SimpleIdServer can utilize external Identity Providers to authenticate the end-user.

When the end-user authenticates for the first time with their external account, a local account will be automatically created in your Identity Provider.

This process is also known as the Just-In-Time Provisioning workflow.
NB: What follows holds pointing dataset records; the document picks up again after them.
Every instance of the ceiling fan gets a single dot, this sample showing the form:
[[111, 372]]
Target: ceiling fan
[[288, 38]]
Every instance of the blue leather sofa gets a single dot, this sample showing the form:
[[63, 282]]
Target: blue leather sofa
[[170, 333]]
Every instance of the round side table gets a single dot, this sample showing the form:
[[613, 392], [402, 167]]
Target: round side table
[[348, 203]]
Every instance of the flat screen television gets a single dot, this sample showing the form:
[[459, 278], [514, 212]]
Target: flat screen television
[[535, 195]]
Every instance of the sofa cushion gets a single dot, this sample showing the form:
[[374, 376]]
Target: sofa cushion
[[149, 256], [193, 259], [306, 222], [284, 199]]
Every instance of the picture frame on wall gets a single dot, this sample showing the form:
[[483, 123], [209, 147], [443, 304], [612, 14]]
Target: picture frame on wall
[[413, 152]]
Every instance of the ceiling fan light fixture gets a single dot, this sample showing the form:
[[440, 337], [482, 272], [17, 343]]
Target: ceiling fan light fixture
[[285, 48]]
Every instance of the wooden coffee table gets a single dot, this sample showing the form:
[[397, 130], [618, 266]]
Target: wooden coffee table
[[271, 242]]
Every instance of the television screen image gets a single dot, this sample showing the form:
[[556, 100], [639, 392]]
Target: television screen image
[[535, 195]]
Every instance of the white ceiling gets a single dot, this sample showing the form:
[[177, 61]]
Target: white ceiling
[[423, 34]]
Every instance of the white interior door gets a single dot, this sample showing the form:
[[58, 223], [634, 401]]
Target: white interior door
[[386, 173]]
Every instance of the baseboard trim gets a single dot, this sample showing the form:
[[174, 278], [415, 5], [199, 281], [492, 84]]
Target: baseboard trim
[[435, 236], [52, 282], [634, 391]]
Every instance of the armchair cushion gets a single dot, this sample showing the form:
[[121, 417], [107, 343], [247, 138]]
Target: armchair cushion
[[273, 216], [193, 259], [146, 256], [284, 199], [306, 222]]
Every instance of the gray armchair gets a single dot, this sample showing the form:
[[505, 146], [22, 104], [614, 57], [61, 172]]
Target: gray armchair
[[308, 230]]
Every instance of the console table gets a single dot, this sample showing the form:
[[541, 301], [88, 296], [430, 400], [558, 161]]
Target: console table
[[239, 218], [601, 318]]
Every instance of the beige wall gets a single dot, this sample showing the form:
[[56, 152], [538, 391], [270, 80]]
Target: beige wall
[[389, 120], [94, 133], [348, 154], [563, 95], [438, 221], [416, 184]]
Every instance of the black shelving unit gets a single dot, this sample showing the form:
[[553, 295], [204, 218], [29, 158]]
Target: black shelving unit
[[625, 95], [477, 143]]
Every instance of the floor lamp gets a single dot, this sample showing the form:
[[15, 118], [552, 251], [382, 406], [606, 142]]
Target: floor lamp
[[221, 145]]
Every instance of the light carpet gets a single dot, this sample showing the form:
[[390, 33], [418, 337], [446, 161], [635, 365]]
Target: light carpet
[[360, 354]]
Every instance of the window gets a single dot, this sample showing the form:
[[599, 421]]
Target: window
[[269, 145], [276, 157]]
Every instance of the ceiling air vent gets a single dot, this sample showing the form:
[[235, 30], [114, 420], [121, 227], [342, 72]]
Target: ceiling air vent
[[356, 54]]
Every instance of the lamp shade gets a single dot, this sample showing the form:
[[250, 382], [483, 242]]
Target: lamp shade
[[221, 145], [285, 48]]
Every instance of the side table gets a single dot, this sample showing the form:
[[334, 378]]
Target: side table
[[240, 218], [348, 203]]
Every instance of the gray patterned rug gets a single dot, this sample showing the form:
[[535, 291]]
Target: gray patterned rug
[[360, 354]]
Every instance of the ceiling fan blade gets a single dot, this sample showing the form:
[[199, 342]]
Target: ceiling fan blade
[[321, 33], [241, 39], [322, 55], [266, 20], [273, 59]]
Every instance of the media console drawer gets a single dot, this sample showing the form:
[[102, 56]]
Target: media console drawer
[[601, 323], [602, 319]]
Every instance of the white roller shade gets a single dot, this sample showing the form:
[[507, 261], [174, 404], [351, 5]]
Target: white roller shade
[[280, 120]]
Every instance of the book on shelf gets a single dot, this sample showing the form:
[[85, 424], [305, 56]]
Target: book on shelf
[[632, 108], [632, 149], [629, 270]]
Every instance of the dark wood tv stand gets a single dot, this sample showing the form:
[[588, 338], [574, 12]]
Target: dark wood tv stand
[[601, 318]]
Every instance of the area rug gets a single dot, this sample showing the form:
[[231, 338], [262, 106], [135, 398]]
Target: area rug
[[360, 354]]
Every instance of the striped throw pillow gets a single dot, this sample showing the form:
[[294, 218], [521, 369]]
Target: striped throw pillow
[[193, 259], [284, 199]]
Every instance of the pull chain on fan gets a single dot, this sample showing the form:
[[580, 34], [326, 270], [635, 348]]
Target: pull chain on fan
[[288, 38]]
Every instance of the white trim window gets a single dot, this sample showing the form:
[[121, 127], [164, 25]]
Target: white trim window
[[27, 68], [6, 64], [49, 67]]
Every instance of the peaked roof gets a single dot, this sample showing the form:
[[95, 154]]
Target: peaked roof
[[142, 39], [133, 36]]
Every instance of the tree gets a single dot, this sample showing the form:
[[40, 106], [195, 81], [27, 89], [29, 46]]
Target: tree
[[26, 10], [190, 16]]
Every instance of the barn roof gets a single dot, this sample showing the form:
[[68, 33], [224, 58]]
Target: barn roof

Currently, SimpleIdServer only supports Facebook authentication.

Facebook

To use Facebook as an external Identity Provider, follow these steps :

  1. Navigate to the Authentication menu and click on the Authentication link.
  2. Select the External identity providers tab and click on the button Add Identity Provider button.
  3. Under Identity Provider Type, choose Facebook and click on the Next button.
  4. Fill-in the form like this and click on the Next button.
KeyValue
NameOtherFacebook
Display NameNew facebook
DescriptionFacebook
  1. Follow this tutorial to obtain the AppId and AppSecret. Then, complete the form accordingly and click Add.

Negotiate

To enable Windows Authentication (also known as Negotiate, Kerberos, or NTLM authentication), follow these steps:

  1. Navigate o the Authentication menu and click on the Authentication link.
  2. Select the External identity providers tab and click on the button Add Identity Provider button.
  3. Under Identity Provider Type, choose Facebook and click on the Next button.
  4. Fill-in the form like this and click on the Next button.
KeyValue
NameWindows
Display NameWindows
DescriptionWindows
  1. Click on the Add button to confirm the creation and navigate to the new mapping rule.
  2. Click on the Mappers tab, select and remove all the rows.
  3. Click on the Add mapper button and add two rules with the following content:
KeyValue
Mapper TypeSubject
NameSubject
Source Claim Namehttp://schemas.xmlsoap.org/ws/2005/05/identity/claims/name
KeyValue
Mapper TypeIdentifier
NameIdentifier
Source Claim Namehttp://schemas.microsoft.com/ws/2008/06/identity/claims/primarysid

Mapping

The Just-In-Time Provisioning workflow utilizes a list of mapping rules to transform incoming Claims into a local account.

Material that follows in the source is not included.